PageRank is Google's algorithm for ranking web pages by relevance. Pages can then be hierarchically sorted in order to provide better search results.
The MSc thesis considers functioning, relevance, general properties of web search and its weaknesses before the appearance of Google. One of the most important questions is, if we can formally explain the mathematics behind PageRank algorithm and what mathematical knowledge is necessary. Finally, we present an example of its implementation in a form of a web application, to demonstrate how PageRank works on a form of simplified web.
The MSc theses presents the mathematics behind PageRank algorithm. To this end, we need linear algebra and graph theory. Beside formal mathematical description of the algorithm, we also provide examples to illustrate how it works. Web is modeled as a directed graph, to which we assign a certain matrix. The result of PageRank, performed on this matrix, is the eigenvector, corresponding to matrix's eigenvalue 1. The eigenvector is calculated with power iteration method. We consider problems, that can occur during the calculation: does the result of the power iteration method always make sense, can there be more than one solution for a given example and does the result depend on the starting parameters.

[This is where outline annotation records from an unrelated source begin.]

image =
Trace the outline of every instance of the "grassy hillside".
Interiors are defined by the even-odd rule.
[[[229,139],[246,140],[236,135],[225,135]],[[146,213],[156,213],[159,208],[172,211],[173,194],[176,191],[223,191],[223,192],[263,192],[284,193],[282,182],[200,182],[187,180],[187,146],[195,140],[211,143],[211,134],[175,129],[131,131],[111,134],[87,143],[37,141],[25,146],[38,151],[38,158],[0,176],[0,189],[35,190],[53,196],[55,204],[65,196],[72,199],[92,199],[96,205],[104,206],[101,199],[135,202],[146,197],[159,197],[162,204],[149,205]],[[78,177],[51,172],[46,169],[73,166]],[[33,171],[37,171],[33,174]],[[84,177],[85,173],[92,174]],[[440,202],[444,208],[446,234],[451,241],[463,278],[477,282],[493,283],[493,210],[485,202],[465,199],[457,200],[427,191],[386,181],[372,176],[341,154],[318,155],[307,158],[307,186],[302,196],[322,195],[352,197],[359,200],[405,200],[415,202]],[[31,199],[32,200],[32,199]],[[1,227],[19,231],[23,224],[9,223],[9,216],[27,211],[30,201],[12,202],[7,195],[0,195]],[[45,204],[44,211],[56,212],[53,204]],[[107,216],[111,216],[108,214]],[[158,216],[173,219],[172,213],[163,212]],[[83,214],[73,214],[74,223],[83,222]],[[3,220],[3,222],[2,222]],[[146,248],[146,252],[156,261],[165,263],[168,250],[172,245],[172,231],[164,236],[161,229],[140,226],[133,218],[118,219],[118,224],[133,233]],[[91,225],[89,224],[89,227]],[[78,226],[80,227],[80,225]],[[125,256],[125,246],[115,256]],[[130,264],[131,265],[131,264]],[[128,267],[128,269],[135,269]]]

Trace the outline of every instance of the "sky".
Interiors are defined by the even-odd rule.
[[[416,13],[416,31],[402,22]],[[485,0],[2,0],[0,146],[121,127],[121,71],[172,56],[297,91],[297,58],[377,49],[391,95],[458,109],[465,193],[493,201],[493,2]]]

The major objective of this thesis is to provide a wide and concrete insight into web search, emphasising PageRank, considering historical, mathematical and computer science viewpoint. We wish to provide relevant examples to demonstrate how the algorithm works. With these examples we also try to demonstrate problems as well as solutions that can occur during calculation with the power iteration method. PageRank is presented comprehensively in a way suitable for those familiar with basic knowledge in web search, linear algebra and graph theory, yet still in need of an introduction to some advanced concepts.
|